Individual Impact: No information about consumer/employee PII, PHI or financial data exposure was available at press time.
How it Could Affect Your Customers’ Business Unsurprisingly, Russia-aligned threat actors are trying to control the flow of information about the invasion of Ukraine, leaving news outlets especially vulnerable right now.
Japan – Acro
Exploit: Third-Party Risk
Acro: Beauty Retailer
Risk to Business: 1.826 = Severe
Japanese e-commerce beauty company Acro has disclosed a data breach that has exposed the details of more than 100,000 payment cards. The incident included two of the company’s four retail websites. Acro is pointing to a security incident at a third-party service provider as the cause. The company specified that the compromised data related to 89,295 payment cards used to pay for goods on the Three Cosmetics domain and 103,935 cards used on its Amplitude site. Victims potentially include anyone who made purchases on either of the two sites between May 21, 2020, and August 18, 2021.
Individual Risk: 1.713 = Severe
The stolen data potentially contains credit card information including cardholder names, payment card numbers, expiration dates and security codes.

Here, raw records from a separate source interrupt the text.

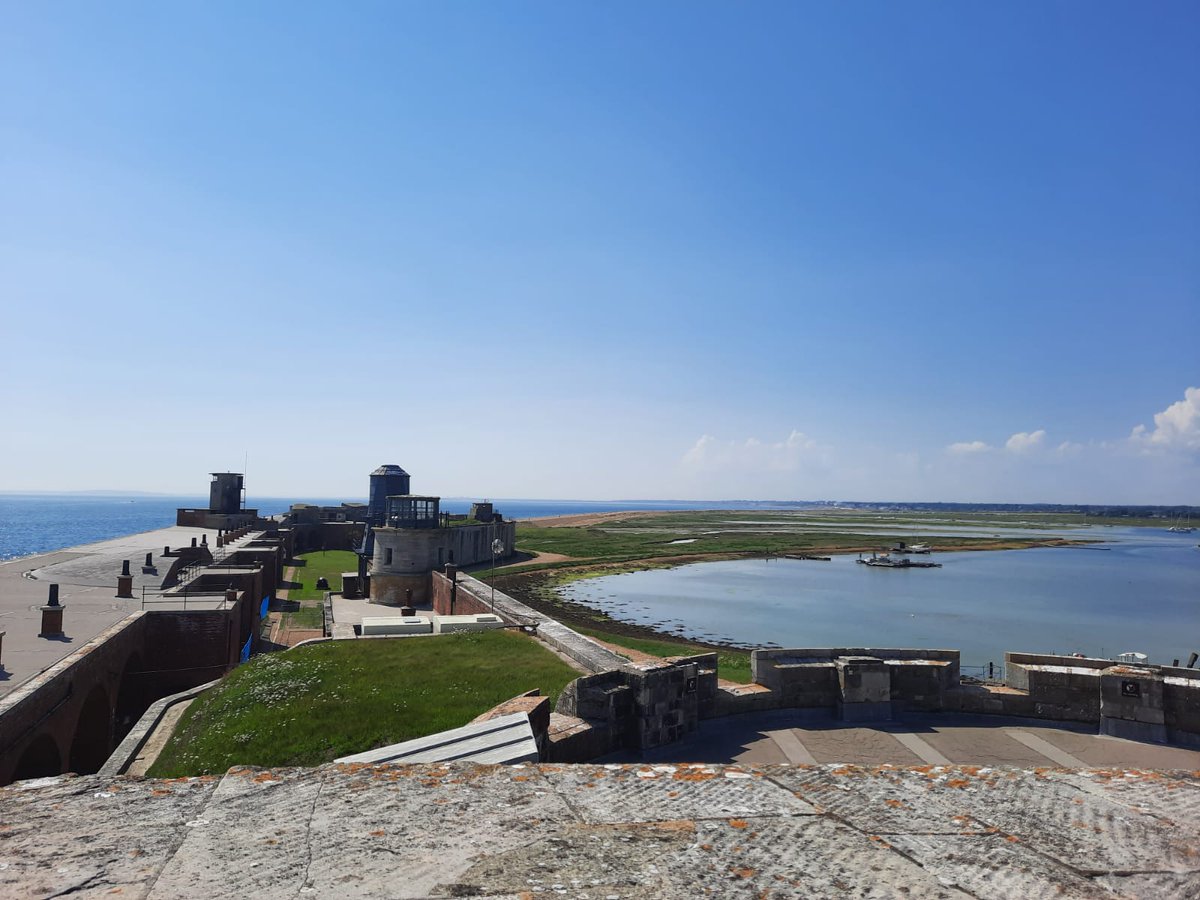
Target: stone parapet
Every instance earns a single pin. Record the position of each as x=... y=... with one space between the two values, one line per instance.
x=455 y=829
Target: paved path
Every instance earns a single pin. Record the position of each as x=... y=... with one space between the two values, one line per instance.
x=87 y=579
x=808 y=737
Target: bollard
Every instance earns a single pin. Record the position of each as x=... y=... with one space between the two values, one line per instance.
x=52 y=616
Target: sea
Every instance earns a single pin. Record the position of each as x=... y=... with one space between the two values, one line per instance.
x=42 y=522
x=1135 y=589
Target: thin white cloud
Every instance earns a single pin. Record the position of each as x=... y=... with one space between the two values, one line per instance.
x=967 y=447
x=787 y=455
x=1177 y=427
x=1024 y=442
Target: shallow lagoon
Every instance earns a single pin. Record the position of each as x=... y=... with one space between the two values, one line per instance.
x=1139 y=592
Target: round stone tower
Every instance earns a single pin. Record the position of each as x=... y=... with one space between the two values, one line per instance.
x=385 y=481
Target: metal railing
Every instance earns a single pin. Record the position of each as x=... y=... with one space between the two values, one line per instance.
x=150 y=597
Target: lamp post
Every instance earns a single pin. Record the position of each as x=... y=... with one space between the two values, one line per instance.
x=497 y=549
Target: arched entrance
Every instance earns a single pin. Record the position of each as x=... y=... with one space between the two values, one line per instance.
x=94 y=733
x=131 y=697
x=41 y=759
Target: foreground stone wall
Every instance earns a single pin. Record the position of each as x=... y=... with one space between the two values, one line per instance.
x=1159 y=703
x=72 y=715
x=633 y=832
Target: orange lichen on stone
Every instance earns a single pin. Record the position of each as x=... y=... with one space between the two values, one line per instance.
x=676 y=825
x=694 y=775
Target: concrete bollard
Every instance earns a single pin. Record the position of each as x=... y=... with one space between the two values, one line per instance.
x=52 y=616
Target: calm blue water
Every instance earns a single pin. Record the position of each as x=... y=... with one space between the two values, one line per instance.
x=1140 y=593
x=39 y=523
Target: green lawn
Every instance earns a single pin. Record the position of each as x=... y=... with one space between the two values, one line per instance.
x=328 y=563
x=315 y=703
x=731 y=665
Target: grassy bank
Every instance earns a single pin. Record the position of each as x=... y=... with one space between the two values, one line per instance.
x=315 y=703
x=318 y=564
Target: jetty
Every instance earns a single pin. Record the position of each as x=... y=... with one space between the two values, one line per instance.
x=887 y=562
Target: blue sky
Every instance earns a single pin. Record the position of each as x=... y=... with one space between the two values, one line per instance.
x=673 y=250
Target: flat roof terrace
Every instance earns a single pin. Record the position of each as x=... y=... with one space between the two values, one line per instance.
x=87 y=579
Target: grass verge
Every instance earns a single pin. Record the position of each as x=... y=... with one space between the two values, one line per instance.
x=315 y=703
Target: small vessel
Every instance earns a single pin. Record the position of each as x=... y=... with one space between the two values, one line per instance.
x=1182 y=526
x=885 y=561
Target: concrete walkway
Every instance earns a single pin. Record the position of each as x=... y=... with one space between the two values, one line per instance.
x=814 y=737
x=87 y=579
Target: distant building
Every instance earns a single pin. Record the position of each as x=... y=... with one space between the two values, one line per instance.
x=227 y=499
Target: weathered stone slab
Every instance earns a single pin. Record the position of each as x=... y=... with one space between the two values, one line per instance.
x=666 y=792
x=887 y=799
x=796 y=857
x=994 y=867
x=599 y=832
x=94 y=834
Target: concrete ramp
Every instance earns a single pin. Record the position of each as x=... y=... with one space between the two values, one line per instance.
x=504 y=739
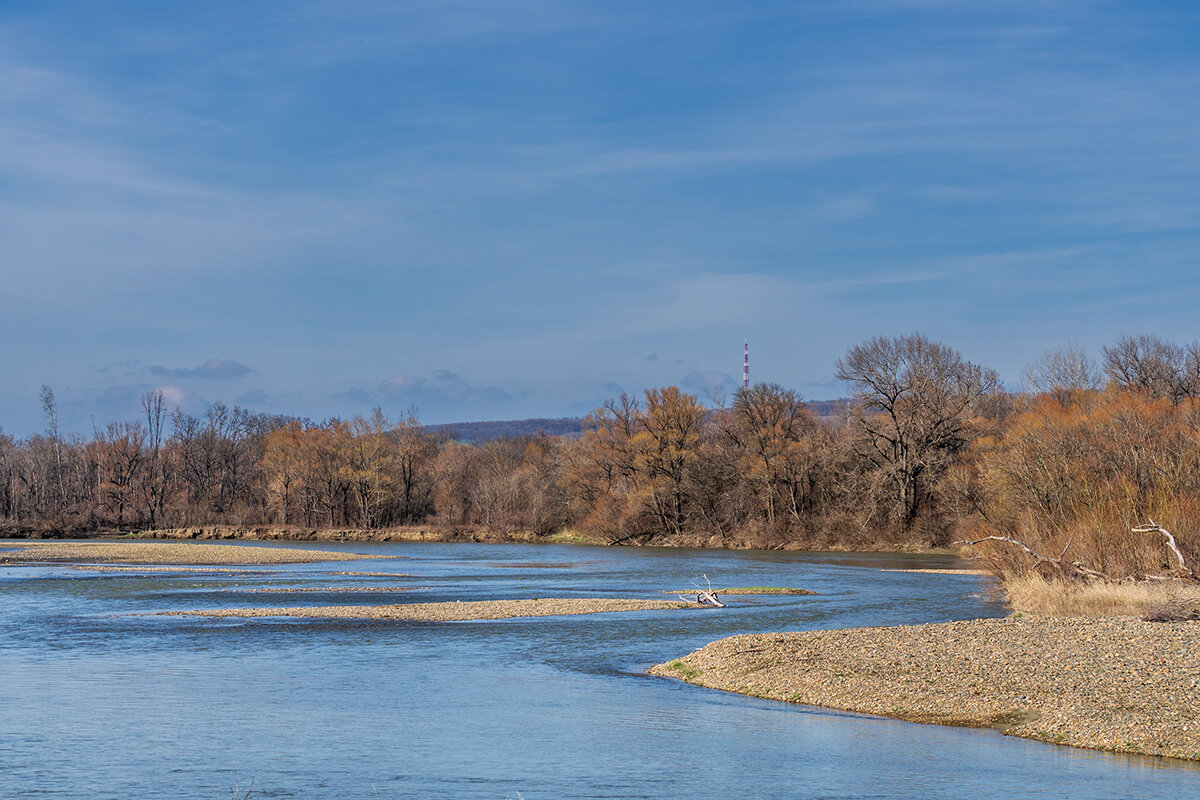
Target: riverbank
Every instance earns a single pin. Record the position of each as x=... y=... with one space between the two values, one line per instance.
x=454 y=612
x=1116 y=684
x=167 y=553
x=478 y=535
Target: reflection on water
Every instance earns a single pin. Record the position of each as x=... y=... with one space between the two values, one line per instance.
x=99 y=702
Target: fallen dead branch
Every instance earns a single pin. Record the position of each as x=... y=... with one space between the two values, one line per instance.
x=1155 y=528
x=705 y=597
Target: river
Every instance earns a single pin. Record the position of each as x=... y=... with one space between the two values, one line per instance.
x=97 y=701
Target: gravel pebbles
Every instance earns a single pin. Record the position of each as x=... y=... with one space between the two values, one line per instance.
x=453 y=612
x=1116 y=684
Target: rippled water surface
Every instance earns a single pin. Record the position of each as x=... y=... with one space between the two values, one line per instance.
x=100 y=702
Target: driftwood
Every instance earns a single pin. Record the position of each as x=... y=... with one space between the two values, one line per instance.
x=705 y=597
x=1073 y=570
x=1155 y=528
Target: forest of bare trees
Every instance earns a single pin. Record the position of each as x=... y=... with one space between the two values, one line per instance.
x=930 y=451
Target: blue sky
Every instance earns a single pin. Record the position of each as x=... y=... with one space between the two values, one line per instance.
x=498 y=210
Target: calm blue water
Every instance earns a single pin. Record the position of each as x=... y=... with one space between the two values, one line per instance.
x=99 y=703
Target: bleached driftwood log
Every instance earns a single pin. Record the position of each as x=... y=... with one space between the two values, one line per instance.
x=1073 y=570
x=1155 y=528
x=705 y=597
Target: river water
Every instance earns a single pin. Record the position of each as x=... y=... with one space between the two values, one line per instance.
x=99 y=702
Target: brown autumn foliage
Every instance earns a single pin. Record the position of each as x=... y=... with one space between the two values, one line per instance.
x=930 y=451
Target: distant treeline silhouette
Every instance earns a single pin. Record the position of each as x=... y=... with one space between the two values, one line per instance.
x=930 y=450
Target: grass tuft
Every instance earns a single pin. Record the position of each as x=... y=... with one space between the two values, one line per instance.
x=1037 y=595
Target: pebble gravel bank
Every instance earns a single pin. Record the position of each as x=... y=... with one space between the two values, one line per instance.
x=1116 y=684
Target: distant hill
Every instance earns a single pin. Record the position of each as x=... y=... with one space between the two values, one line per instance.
x=829 y=408
x=480 y=432
x=567 y=426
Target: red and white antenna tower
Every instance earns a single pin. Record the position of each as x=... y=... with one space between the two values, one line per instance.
x=745 y=367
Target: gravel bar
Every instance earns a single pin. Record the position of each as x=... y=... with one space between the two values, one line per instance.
x=168 y=553
x=1116 y=684
x=453 y=612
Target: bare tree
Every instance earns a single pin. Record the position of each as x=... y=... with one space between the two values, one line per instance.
x=915 y=398
x=52 y=422
x=1063 y=370
x=1146 y=365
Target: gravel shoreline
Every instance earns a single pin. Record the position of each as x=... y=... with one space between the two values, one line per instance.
x=167 y=553
x=453 y=612
x=1116 y=684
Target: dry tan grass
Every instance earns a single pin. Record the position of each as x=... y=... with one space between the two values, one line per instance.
x=1036 y=595
x=174 y=553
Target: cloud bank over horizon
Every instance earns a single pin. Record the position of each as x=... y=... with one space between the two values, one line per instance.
x=499 y=211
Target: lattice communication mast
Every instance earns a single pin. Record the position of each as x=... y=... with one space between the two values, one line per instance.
x=745 y=367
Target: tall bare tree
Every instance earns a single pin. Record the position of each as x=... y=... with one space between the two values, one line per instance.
x=1063 y=370
x=913 y=403
x=1146 y=365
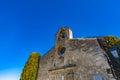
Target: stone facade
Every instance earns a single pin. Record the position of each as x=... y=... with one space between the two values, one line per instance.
x=74 y=59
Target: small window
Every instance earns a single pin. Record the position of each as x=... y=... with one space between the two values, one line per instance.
x=97 y=77
x=114 y=52
x=62 y=50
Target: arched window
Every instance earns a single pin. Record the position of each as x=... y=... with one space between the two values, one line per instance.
x=114 y=52
x=97 y=77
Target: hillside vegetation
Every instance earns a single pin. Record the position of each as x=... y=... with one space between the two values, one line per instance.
x=31 y=67
x=113 y=42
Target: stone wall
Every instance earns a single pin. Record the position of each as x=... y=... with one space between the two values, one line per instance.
x=74 y=59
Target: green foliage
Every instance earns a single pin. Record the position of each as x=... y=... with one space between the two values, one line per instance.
x=113 y=41
x=31 y=67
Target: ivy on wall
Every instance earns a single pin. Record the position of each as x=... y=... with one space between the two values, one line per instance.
x=31 y=67
x=114 y=42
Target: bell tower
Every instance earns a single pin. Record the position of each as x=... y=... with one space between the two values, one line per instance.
x=63 y=35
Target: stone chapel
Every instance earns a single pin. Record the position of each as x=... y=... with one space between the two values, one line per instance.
x=75 y=59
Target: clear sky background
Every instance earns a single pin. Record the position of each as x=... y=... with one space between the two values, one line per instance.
x=31 y=25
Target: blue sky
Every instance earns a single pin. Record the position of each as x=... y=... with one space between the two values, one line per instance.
x=30 y=25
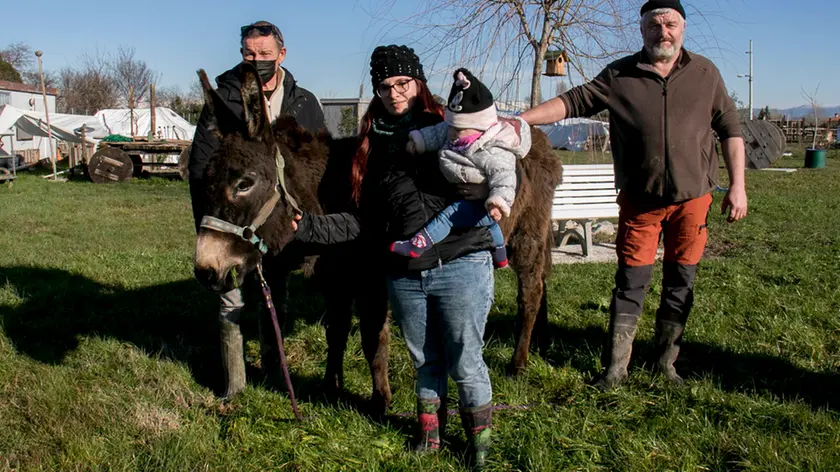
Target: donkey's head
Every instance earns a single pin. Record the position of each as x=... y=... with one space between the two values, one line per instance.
x=246 y=210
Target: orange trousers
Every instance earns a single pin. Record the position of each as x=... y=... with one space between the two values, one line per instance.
x=641 y=222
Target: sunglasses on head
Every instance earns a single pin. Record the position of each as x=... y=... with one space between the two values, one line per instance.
x=264 y=30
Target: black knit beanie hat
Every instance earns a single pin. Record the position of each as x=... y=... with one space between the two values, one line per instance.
x=656 y=4
x=393 y=61
x=470 y=104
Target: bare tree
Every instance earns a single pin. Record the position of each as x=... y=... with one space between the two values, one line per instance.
x=132 y=77
x=812 y=100
x=561 y=87
x=19 y=55
x=493 y=32
x=88 y=88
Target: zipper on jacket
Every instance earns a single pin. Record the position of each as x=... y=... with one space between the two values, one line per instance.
x=667 y=156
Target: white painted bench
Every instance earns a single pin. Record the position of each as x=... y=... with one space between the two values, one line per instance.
x=587 y=193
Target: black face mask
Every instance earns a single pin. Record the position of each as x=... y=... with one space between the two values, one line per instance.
x=265 y=69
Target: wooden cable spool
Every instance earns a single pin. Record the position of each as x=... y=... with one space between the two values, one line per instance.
x=764 y=143
x=110 y=165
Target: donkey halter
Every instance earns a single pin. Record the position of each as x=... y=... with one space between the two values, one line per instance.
x=249 y=233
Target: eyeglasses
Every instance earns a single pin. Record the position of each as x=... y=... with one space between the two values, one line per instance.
x=384 y=90
x=264 y=30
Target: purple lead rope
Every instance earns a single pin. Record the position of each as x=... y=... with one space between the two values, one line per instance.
x=283 y=365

How it Could Affect Your Customers’ Business Cybercriminals love credit card data because it’s a reliable commodity in dark web markets for quick profits.
Korea – Samsung
Exploit: Ransomware
Samsung: Electronics Maker
Risk to Business: 1.664 = Severe
The Lapsus$ hacking group just published a 190-gigabyte trove of confidential data including source code that it claims to have seized from Samsung Electronics in a ransomware attack. Reports say that the stolen code contains the source for every Trusted Applet in Samsung’s TrustZone environment, which handles sensitive tasks such as hardware cryptography and access control. It may also include biometric unlock operation algorithms, the bootloader source for recent devices, activation server source code and the full source code used to authenticate and authorize Samsung accounts. Samsung says that they’re investigating the incident.
No information about consumer/employee PII, PHI or financial data exposure was available at press time.
How it Could Affect Your Customers’ Business Proprietary data is just as much of a win for cybercriminals as credit card or personal data, and worth a chunk of change for the right buyer.
1 – 1.5 = Extreme Risk
1.51 – 2.49 = Severe Risk
2.5 – 3 = Moderate Risk
Risk scores for The Week in Breach are calculated using a formula that considers a wide range of factors related to the assessed breach.